How War Has Shaped Our Lives

Steven Gambardella
5 min readNov 5, 2020
A second sun rises in the desert of Nevada: the Redwing Apache nuclear test in July 1956. (Public domain. Source: Wikimedia Commons)

Hidden around the world are weapons that can end civilization.

These weapons are in deep sea submarines, remote airbases, desert silos and even driven around vast forests to prevent potential enemies from knowing their whereabouts.

A single ICBM — “inter-continental ballistic missile”— can rain down several nuclear warheads whose destructive power dwarfs that of the bomb that annihilated the city of Hiroshima in 1945. There are hundreds of these missiles, ready for the trigger, waiting to go.

In the western world, we have been living in what Steven Pinker called “the long peace” — the cessation of violence between the major powers since 1945. This is probably down to the apocalyptic capabilities of these hidden nuclear arsenals.

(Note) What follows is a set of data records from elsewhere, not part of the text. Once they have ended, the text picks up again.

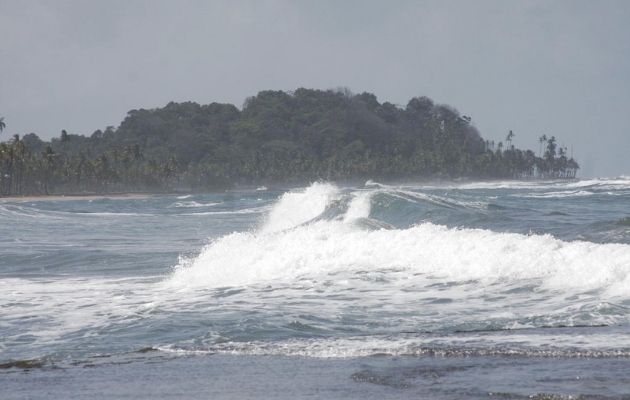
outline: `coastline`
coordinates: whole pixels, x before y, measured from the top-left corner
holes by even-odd
[[[153,193],[115,194],[51,194],[0,197],[0,203],[23,203],[29,201],[70,201],[70,200],[142,200],[155,196]]]

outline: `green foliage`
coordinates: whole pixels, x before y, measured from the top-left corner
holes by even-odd
[[[0,122],[2,122],[0,120]],[[231,104],[131,110],[118,128],[0,143],[0,194],[207,190],[348,178],[561,178],[577,163],[484,141],[471,118],[415,97],[300,88]],[[541,138],[541,151],[543,140]]]

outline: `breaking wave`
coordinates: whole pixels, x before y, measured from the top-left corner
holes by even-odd
[[[522,281],[545,290],[596,290],[608,297],[630,297],[629,245],[567,242],[550,235],[428,222],[408,229],[375,229],[382,226],[378,224],[366,228],[358,221],[370,220],[371,199],[379,193],[427,199],[383,187],[344,193],[316,183],[284,194],[260,229],[211,242],[196,258],[179,265],[168,283],[246,286],[389,270],[395,273],[385,279],[406,284]]]

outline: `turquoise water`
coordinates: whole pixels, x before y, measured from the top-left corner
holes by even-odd
[[[630,394],[630,178],[6,201],[0,221],[8,398],[105,398],[123,370],[111,398],[210,376],[188,397]]]

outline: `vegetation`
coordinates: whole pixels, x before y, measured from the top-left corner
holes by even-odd
[[[5,128],[0,119],[0,131]],[[207,190],[348,178],[573,178],[555,137],[540,155],[484,141],[471,118],[415,97],[263,91],[231,104],[132,110],[91,136],[30,133],[0,143],[0,195]],[[545,145],[545,152],[543,151]]]

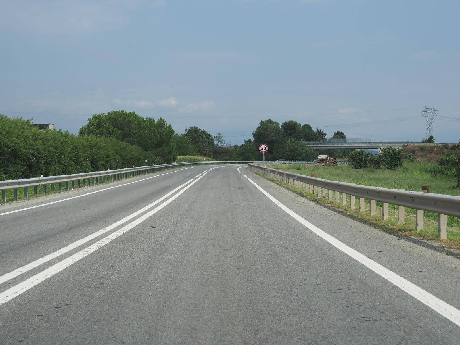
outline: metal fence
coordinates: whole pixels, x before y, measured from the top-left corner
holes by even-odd
[[[364,211],[364,199],[369,199],[371,215],[375,214],[376,201],[380,201],[382,203],[382,218],[384,220],[388,219],[389,204],[397,206],[398,223],[404,222],[404,207],[414,209],[416,210],[415,229],[418,231],[423,228],[424,211],[437,213],[438,238],[443,240],[447,238],[447,216],[460,217],[460,196],[362,186],[305,176],[252,164],[248,165],[251,171],[258,170],[263,175],[305,189],[318,197],[327,196],[329,200],[339,202],[341,194],[342,205],[346,204],[346,196],[349,195],[351,209],[355,209],[355,197],[359,198],[360,212]]]
[[[250,162],[250,161],[200,161],[185,162],[162,165],[138,167],[114,170],[84,172],[80,174],[0,181],[0,190],[1,190],[1,200],[2,201],[6,201],[6,190],[13,190],[13,200],[16,201],[17,199],[17,190],[20,188],[24,189],[24,197],[27,199],[29,196],[28,190],[29,187],[33,187],[34,195],[36,196],[38,187],[42,186],[42,194],[45,195],[46,192],[47,184],[51,185],[51,192],[54,193],[56,184],[58,184],[58,190],[60,192],[62,191],[63,187],[65,190],[69,190],[69,189],[73,189],[75,187],[79,188],[82,184],[83,187],[91,185],[92,183],[93,185],[98,184],[100,183],[104,183],[108,181],[115,181],[139,175],[156,172],[171,168],[198,165],[226,164],[247,164]],[[256,163],[259,164],[259,162],[256,162]],[[64,184],[63,186],[63,184]]]

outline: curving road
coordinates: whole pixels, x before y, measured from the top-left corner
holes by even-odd
[[[0,222],[1,344],[460,344],[457,259],[245,166],[14,203]]]

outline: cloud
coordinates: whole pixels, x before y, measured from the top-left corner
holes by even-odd
[[[207,110],[214,106],[214,102],[212,101],[204,101],[199,103],[191,103],[179,109],[181,113],[196,113]]]
[[[438,57],[438,55],[437,52],[434,50],[426,50],[411,55],[410,58],[412,60],[427,62],[437,59]]]
[[[124,26],[139,6],[124,0],[7,1],[2,4],[0,27],[41,34],[108,31]]]
[[[170,97],[162,101],[158,101],[156,102],[156,104],[162,107],[175,107],[177,105],[177,101],[174,97]]]
[[[122,101],[118,98],[114,100],[114,104],[121,106],[136,107],[137,108],[151,108],[154,104],[149,101]]]
[[[339,109],[339,114],[355,113],[356,111],[359,111],[359,109],[356,109],[356,108],[342,108]]]
[[[334,48],[350,46],[353,43],[352,41],[347,40],[325,40],[307,44],[306,47],[307,48]]]

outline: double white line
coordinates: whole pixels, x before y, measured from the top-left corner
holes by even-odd
[[[145,213],[143,216],[139,217],[135,220],[134,220],[129,224],[125,225],[119,230],[115,231],[104,238],[103,238],[102,240],[100,240],[93,244],[91,245],[89,247],[80,250],[80,252],[78,252],[69,258],[58,262],[57,264],[56,264],[48,268],[47,268],[40,273],[37,273],[34,276],[31,276],[30,278],[26,279],[22,282],[19,283],[19,284],[10,288],[3,292],[0,293],[0,305],[4,303],[6,303],[10,299],[18,296],[23,293],[27,291],[29,289],[34,287],[35,285],[39,284],[47,278],[52,276],[62,271],[64,269],[68,267],[72,264],[75,263],[77,261],[84,258],[85,256],[91,254],[93,252],[94,252],[95,251],[98,249],[99,248],[105,246],[113,240],[114,240],[118,236],[123,235],[126,231],[128,231],[132,229],[132,228],[135,227],[136,225],[140,224],[146,219],[150,217],[151,217],[152,215],[171,202],[172,201],[178,197],[178,196],[183,193],[185,192],[187,190],[193,185],[193,184],[196,184],[198,180],[207,173],[207,172],[208,170],[205,170],[205,171],[197,175],[193,178],[189,180],[185,183],[179,186],[177,188],[174,189],[166,195],[159,199],[158,200],[154,201],[150,205],[148,205],[145,207],[141,208],[138,211],[134,212],[133,213],[132,213],[132,214],[125,217],[123,219],[119,220],[118,222],[116,222],[113,224],[112,224],[107,227],[104,228],[98,231],[96,231],[90,235],[88,235],[81,240],[77,241],[76,242],[74,242],[68,246],[66,246],[66,247],[61,248],[59,250],[56,251],[54,253],[44,256],[42,258],[40,258],[34,261],[33,261],[29,264],[25,265],[21,267],[19,267],[14,270],[12,271],[9,273],[6,273],[6,274],[1,276],[0,276],[0,284],[7,282],[10,279],[12,279],[22,274],[23,273],[32,270],[32,269],[40,266],[42,264],[44,264],[50,260],[52,260],[52,259],[55,259],[55,258],[57,258],[64,253],[67,253],[68,252],[76,248],[77,247],[88,242],[89,241],[95,238],[98,236],[99,236],[103,234],[104,234],[106,232],[116,228],[117,226],[139,215],[143,212],[147,211],[150,208],[151,208],[157,204],[161,202],[165,199],[167,199],[171,195],[174,194],[174,193],[176,193],[176,192],[178,190],[180,190],[181,188],[183,187],[184,186],[186,186],[184,188],[180,190],[180,191],[177,194],[174,194],[171,198],[168,199],[163,203],[158,206],[157,206],[154,209]]]

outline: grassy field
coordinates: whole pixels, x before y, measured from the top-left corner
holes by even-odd
[[[430,192],[460,196],[460,189],[457,187],[454,178],[442,176],[434,176],[427,171],[431,166],[428,162],[405,162],[402,167],[395,170],[352,169],[348,165],[339,167],[316,167],[309,165],[294,165],[273,166],[276,169],[302,175],[314,175],[315,177],[327,180],[348,182],[365,186],[382,187],[392,189],[422,191],[422,185],[430,186]],[[356,200],[356,205],[359,199]],[[366,200],[366,204],[370,203]],[[378,203],[378,205],[379,203]],[[380,206],[381,203],[380,203]],[[397,207],[390,205],[390,208],[397,210]],[[415,214],[415,210],[406,208],[408,215]],[[425,212],[425,217],[437,220],[437,214]],[[460,218],[448,217],[448,224],[460,230]]]
[[[381,215],[382,213],[382,203],[381,202],[376,203],[376,215],[371,216],[370,208],[368,204],[365,205],[365,209],[362,212],[359,211],[359,205],[356,205],[355,209],[350,209],[350,196],[347,196],[347,205],[342,205],[340,202],[336,202],[333,200],[329,200],[327,198],[318,198],[317,196],[310,193],[305,190],[305,188],[303,188],[303,185],[301,184],[300,187],[296,187],[272,178],[267,178],[276,183],[284,185],[299,194],[304,195],[310,200],[326,204],[336,209],[340,210],[341,212],[352,218],[364,221],[369,225],[377,229],[385,231],[396,232],[413,237],[437,240],[437,222],[436,220],[432,218],[426,218],[423,229],[417,231],[415,230],[414,214],[406,213],[404,223],[398,224],[397,211],[396,210],[390,209],[388,219],[385,221],[383,220]],[[356,198],[356,201],[359,200],[358,198]],[[406,210],[407,210],[408,209],[406,208]],[[443,247],[446,248],[460,248],[460,231],[459,230],[460,229],[455,226],[449,225],[448,227],[447,240],[443,242],[442,245]]]
[[[385,169],[362,170],[352,169],[349,165],[339,167],[316,167],[299,164],[277,166],[302,175],[313,174],[315,177],[327,180],[348,182],[365,186],[383,187],[393,189],[422,191],[422,185],[430,186],[430,192],[460,196],[460,189],[454,178],[442,176],[434,177],[427,170],[431,166],[428,162],[405,162],[396,170]]]
[[[203,157],[202,156],[178,156],[177,159],[176,160],[176,163],[196,162],[202,161],[209,162],[212,160],[212,158],[210,158],[209,157]]]

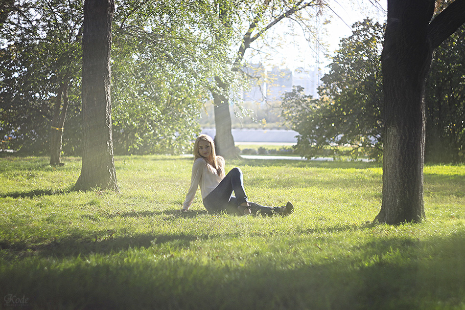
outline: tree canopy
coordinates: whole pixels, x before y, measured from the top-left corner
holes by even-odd
[[[14,4],[2,14],[0,28],[0,134],[12,138],[2,147],[47,151],[53,107],[68,79],[63,150],[78,154],[83,2]],[[208,95],[210,78],[228,80],[224,42],[231,29],[211,4],[116,1],[112,66],[117,152],[177,153],[199,131],[200,99]]]
[[[297,150],[311,157],[332,155],[382,156],[383,93],[380,58],[384,26],[370,19],[356,22],[341,40],[318,100],[295,89],[283,98],[283,115],[300,133]],[[436,49],[427,80],[425,159],[464,161],[465,26]],[[340,147],[350,145],[346,151]],[[447,150],[444,152],[444,150]]]

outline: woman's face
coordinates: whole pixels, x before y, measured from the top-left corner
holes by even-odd
[[[207,158],[211,154],[211,146],[208,141],[201,140],[199,141],[199,154],[202,157]]]

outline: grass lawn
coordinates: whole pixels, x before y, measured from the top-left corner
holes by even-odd
[[[115,158],[119,193],[70,192],[80,159],[0,158],[0,309],[465,309],[465,167],[425,167],[426,219],[371,223],[373,163],[236,160],[286,218],[180,213],[192,158]]]

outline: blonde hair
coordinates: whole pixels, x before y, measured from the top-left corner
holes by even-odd
[[[201,141],[206,141],[210,143],[210,148],[211,152],[207,158],[202,157],[199,153],[199,142]],[[216,170],[218,175],[221,177],[224,177],[225,169],[224,164],[225,160],[221,156],[216,155],[216,151],[215,150],[215,142],[213,139],[209,135],[207,134],[201,134],[195,139],[195,143],[194,143],[194,161],[197,158],[204,158],[207,163],[210,164]]]

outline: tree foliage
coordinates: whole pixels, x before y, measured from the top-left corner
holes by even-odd
[[[382,77],[379,55],[383,28],[369,19],[356,22],[352,34],[341,41],[329,72],[322,79],[320,98],[311,100],[295,89],[283,98],[283,115],[297,131],[297,150],[307,157],[322,149],[340,155],[350,144],[353,156],[382,154]],[[311,102],[310,106],[299,105]]]
[[[2,140],[13,138],[2,147],[28,153],[48,150],[58,89],[69,79],[63,150],[79,154],[83,1],[14,3],[8,14],[2,14],[0,28],[0,134]],[[229,50],[224,43],[231,29],[210,1],[115,4],[115,151],[181,152],[199,131],[200,99],[214,85],[209,78],[232,80],[224,65]]]
[[[352,35],[341,41],[329,72],[322,79],[318,100],[298,89],[285,94],[283,115],[300,134],[300,154],[311,157],[329,149],[332,155],[382,156],[384,31],[383,25],[368,19],[354,24]],[[425,97],[427,161],[465,159],[464,36],[462,26],[433,55]],[[346,144],[353,148],[341,151],[339,147]]]
[[[0,26],[0,135],[13,138],[7,147],[41,153],[48,150],[52,107],[64,84],[69,114],[78,111],[82,2],[10,2]]]

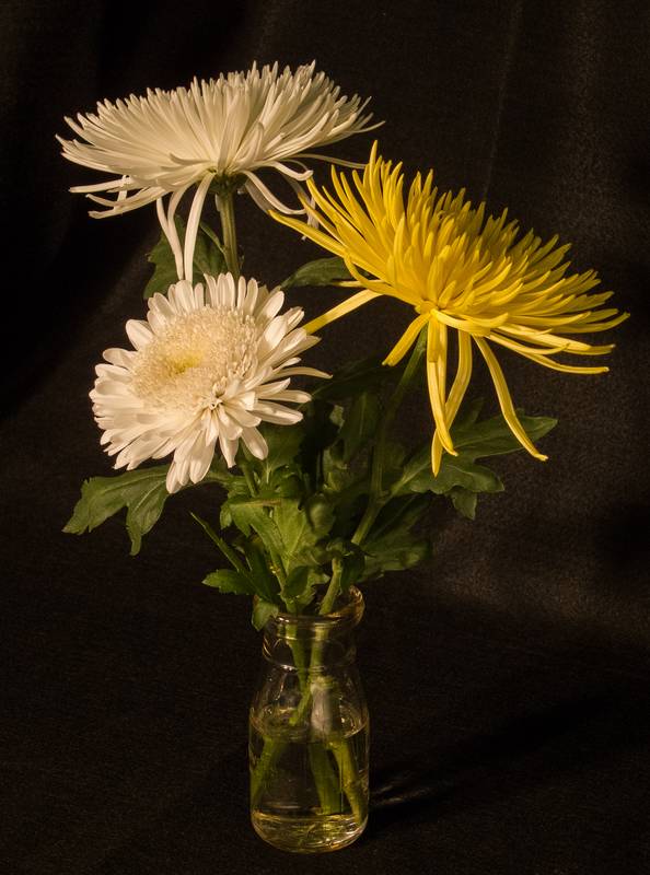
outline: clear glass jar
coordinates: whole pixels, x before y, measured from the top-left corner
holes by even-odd
[[[251,819],[285,851],[335,851],[368,820],[368,708],[353,642],[362,614],[351,587],[332,614],[279,614],[264,630],[249,716]]]

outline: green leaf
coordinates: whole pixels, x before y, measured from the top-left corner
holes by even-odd
[[[428,495],[406,495],[392,499],[382,509],[363,542],[365,568],[361,580],[413,568],[430,557],[430,540],[413,530],[430,501]]]
[[[376,578],[386,571],[414,568],[431,556],[431,544],[411,532],[398,528],[379,540],[363,545],[365,568],[361,580]]]
[[[178,222],[179,220],[177,220],[176,226],[178,226]],[[174,254],[164,234],[160,235],[159,242],[147,256],[147,260],[153,265],[153,273],[144,287],[142,296],[151,298],[156,292],[166,294],[170,285],[178,282],[178,273]]]
[[[476,422],[478,409],[477,405],[471,407],[462,424],[452,428],[457,455],[443,454],[438,476],[433,477],[431,471],[431,448],[427,444],[407,460],[391,489],[393,494],[427,490],[446,494],[456,487],[471,492],[501,492],[503,483],[500,478],[486,466],[477,465],[476,459],[514,453],[522,446],[502,416]],[[548,417],[527,417],[523,413],[519,418],[533,441],[543,438],[557,422]]]
[[[259,632],[260,629],[267,625],[271,617],[277,617],[279,612],[279,607],[274,605],[271,602],[255,602],[253,605],[253,616],[251,618],[251,622]]]
[[[310,523],[306,509],[293,499],[282,499],[274,508],[274,523],[282,541],[279,552],[287,573],[290,574],[297,565],[314,564],[311,548],[316,546],[318,536]]]
[[[92,532],[109,516],[127,508],[126,527],[131,540],[131,556],[139,552],[142,536],[160,518],[169,492],[165,486],[169,466],[127,471],[116,477],[92,477],[81,487],[81,498],[63,532],[81,535]]]
[[[532,441],[544,438],[556,424],[550,417],[527,417],[518,410],[521,424]],[[459,454],[472,459],[499,456],[522,450],[502,416],[484,419],[480,422],[466,422],[452,429],[454,447]]]
[[[262,478],[269,483],[271,475],[278,468],[295,462],[305,436],[303,422],[294,425],[264,425],[260,432],[268,444],[268,455],[264,459],[254,459],[259,466]]]
[[[305,501],[304,510],[315,539],[325,538],[335,520],[329,499],[322,492],[316,492]]]
[[[302,288],[304,285],[332,285],[339,280],[351,280],[350,271],[347,269],[343,258],[317,258],[315,261],[307,261],[306,265],[299,267],[285,282],[280,283],[281,289]]]
[[[178,240],[181,246],[185,241],[185,223],[181,217],[176,215],[174,219],[176,231],[178,232]],[[160,240],[149,253],[147,260],[153,265],[153,275],[147,283],[143,292],[144,298],[151,298],[156,292],[166,294],[170,285],[178,282],[178,273],[176,271],[176,260],[170,246],[167,238],[161,234]],[[204,273],[210,273],[217,277],[222,273],[225,268],[225,258],[219,238],[214,232],[202,224],[199,226],[196,245],[194,249],[194,272],[198,275],[199,279]]]
[[[338,434],[344,444],[344,462],[350,462],[376,433],[380,413],[376,395],[364,392],[355,399]]]
[[[287,581],[282,586],[285,598],[293,599],[302,595],[307,587],[310,569],[306,565],[297,565],[287,575]]]
[[[285,503],[287,499],[278,499],[278,505],[280,501]],[[237,500],[229,501],[228,506],[232,522],[245,537],[249,537],[252,530],[256,532],[267,549],[283,557],[282,538],[275,521],[268,515],[268,502]]]
[[[340,573],[340,591],[347,593],[361,579],[365,570],[365,556],[356,544],[347,544],[341,557],[343,570]]]
[[[239,571],[230,568],[218,569],[205,578],[206,586],[213,586],[222,593],[236,593],[237,595],[254,595],[251,582]]]
[[[241,549],[248,562],[253,588],[264,600],[274,602],[279,592],[278,580],[268,567],[262,541],[255,537],[243,538]]]
[[[218,277],[227,269],[225,256],[219,238],[208,225],[201,222],[194,248],[194,272],[198,273],[199,280],[202,280],[204,273]]]
[[[485,465],[477,465],[466,455],[452,456],[445,453],[440,463],[438,476],[431,471],[431,450],[423,447],[413,456],[404,468],[395,494],[405,492],[433,492],[444,495],[454,487],[473,492],[502,492],[500,478]]]

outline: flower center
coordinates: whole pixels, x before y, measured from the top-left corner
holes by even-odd
[[[213,409],[233,380],[256,364],[259,328],[224,306],[174,318],[136,355],[132,387],[153,409]]]

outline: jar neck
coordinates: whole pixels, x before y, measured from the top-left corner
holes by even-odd
[[[362,615],[363,596],[356,587],[332,614],[278,614],[264,628],[263,654],[288,670],[327,670],[353,660],[353,632]]]

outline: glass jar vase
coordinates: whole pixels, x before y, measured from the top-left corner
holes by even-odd
[[[330,614],[279,614],[264,630],[249,715],[251,819],[285,851],[335,851],[368,820],[368,708],[353,642],[362,614],[351,587]]]

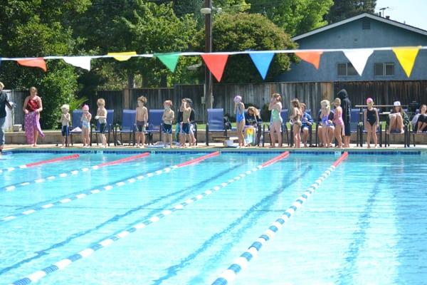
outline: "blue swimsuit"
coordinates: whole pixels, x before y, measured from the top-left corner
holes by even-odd
[[[245,120],[245,111],[243,110],[239,113],[238,110],[236,114],[236,122],[239,123],[243,120]]]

The long peace is less an embrace of harmony than a delicate balance of destructive potential. It’s with this in mind that the United States’ most potent missile was christened the “Peacekeeper”.

The nuclear powers have fixed previously elastic borders with an understanding that both parties would be annihilated in a nuclear exchange. This doctrine is known as “mutually assured destruction”, with the appropriate acronym M.A.D. The reason nuclear weapons are hidden is precisely to enable retaliation against a first strike.